Mais chaque commune et entreprise ont fait leur choix selon leurs capacités techniques et humaines. Cette réorganisation a poussé certaines d'entre elles à modifier les flux de collecte et à fermer certains centres de traitement. Ainsi, Paris a décidé de supprimer la collecte sélective et de privilégier un seul ramassage avec les ordures ménagères alors que d'autres communes ont choisi de maintenir l'agenda de collecte habituel. En accord avec l'ensemble des communes de son périmètre, le Syctom, syndicat des déchets d'Île-de-France, a fermé ses centres de tri pour ne laisser que celui d'Issy-les-Moulineaux en fonctionnement. « Les centres de tri sont fermés pour des raisons sanitaires car ils nécessitent plus de personnel, contrairement aux incinérateurs où les risques de contamination peuvent être mieux maîtrisés », explique Sylvie Mariaud, chargée de mission au Syctom. Les déchets de nombreuses collectes sélectives partent donc en incinération de manière temporaire. « Il n'y a aucun risque de saturation des incinérateurs en Île-de-France. Ils peuvent traiter 2,3 millions de déchets par an alors que la collecte sélective ne représente que 187 000 tonnes ».

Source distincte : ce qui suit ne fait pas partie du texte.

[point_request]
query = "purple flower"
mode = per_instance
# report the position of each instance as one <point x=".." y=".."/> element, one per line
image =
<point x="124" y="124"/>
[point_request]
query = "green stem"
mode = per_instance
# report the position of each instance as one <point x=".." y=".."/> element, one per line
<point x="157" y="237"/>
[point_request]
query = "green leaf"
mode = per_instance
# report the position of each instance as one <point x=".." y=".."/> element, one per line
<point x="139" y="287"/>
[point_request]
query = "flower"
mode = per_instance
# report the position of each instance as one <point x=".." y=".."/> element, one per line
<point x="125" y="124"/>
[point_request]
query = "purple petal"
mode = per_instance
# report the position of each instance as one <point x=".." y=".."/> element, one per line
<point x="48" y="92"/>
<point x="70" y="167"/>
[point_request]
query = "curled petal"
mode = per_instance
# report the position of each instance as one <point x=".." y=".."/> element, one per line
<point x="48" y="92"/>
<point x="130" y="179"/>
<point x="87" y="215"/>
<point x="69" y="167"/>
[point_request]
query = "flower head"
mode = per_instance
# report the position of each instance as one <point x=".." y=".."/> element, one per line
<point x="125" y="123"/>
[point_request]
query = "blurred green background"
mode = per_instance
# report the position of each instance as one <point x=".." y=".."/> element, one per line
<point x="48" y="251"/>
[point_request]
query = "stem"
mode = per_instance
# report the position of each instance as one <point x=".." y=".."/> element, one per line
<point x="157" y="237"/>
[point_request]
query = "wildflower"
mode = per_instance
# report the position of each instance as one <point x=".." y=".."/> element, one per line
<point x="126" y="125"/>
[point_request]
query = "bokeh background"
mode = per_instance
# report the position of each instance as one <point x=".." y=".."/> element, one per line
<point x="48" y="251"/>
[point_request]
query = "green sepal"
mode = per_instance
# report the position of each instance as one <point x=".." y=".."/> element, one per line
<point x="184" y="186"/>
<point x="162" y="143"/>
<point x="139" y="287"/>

Changement dans les sites de production de déchets
À cette réorganisation liée au risque sanitaire, se greffent les changements de flux liés au confinement. Les salariés ayant déserté les bureaux, les restaurants étant fermés, les déchets des activités économiques sont en baisse. Même si le service public ne récupère que les déchets assimilés à ceux des ménages et non l'intégralité des déchets des entreprises, cela change la donne. En fonction des territoires, qu'ils soient ruraux ou urbains, les sites de production de déchets ne sont plus les mêmes. « Nous constatons une baisse globale des déchets collectés sur notre périmètre de 25 % depuis le début de cette deuxième semaine de confinement. Et nous prévoyons une nouvelle baisse dans les semaines qui viennent », anticipe le Syctom. Les ménages consomment moins et gaspillent moins en cette période où l'accès à l'alimentation est limité.
Une situation en constante évolution
Aujourd'hui, selon les statistiques nationales de l'association Amorce, 99 % des déchèteries sont fermées, 47 % des collectes d'encombrants sont à l'arrêt, 42 % des centres de tri sont fermés, 50 % des collectes de biodéchets sont également arrêtées, de même que 15-20 % de la collecte du verre. Pour les plateformes de compostage, 50 % sont arrêtées car les opérateurs n'ont plus de structurant (déchets verts) pour opérer le traitement. « Il y a les collectivités qui ont maintenu la collecte sélective, celles qui la stocke, celles qui passent tout en mélange », résume Nicolas Garnier, délégué général de l'association.
Mais la situation n'est pas figée et elle peut évoluer très vite. Certaines collectes sélectives pour l'instant à l'arrêt pourraient reprendre si les conditions le permettent. La question de fournir en matière recyclée les industries de l'emballage se pose : « Les Dreal de certaines régions, nous ont assez vite écrit qu'il fallait poursuivre l'activité pour continuer à proposer des matières (cartons, plastiques...) à l'industrie. Les contenants plastiques, les caisses en carton restent nécessaires pour les médicaments, l'alimentaire », explique un représentant du groupe Paprec.
Si chaque collectivité fait ses choix en son âme et conscience, l'association Amorce demande à ce qu'elles soient accompagnées par le ministère de la Transition écologique : « On espère ne pas avoir à payer plus de taxe générale sur les activités polluantes (TGAP) si nous devons faire plus d'enfouissement par exemple. Les déchèteries étant fermées, il va aussi falloir prévoir des solutions de compensation avec tous les éco-organismes pour les déchets que l'on n'aura pas collectés. » À suivre.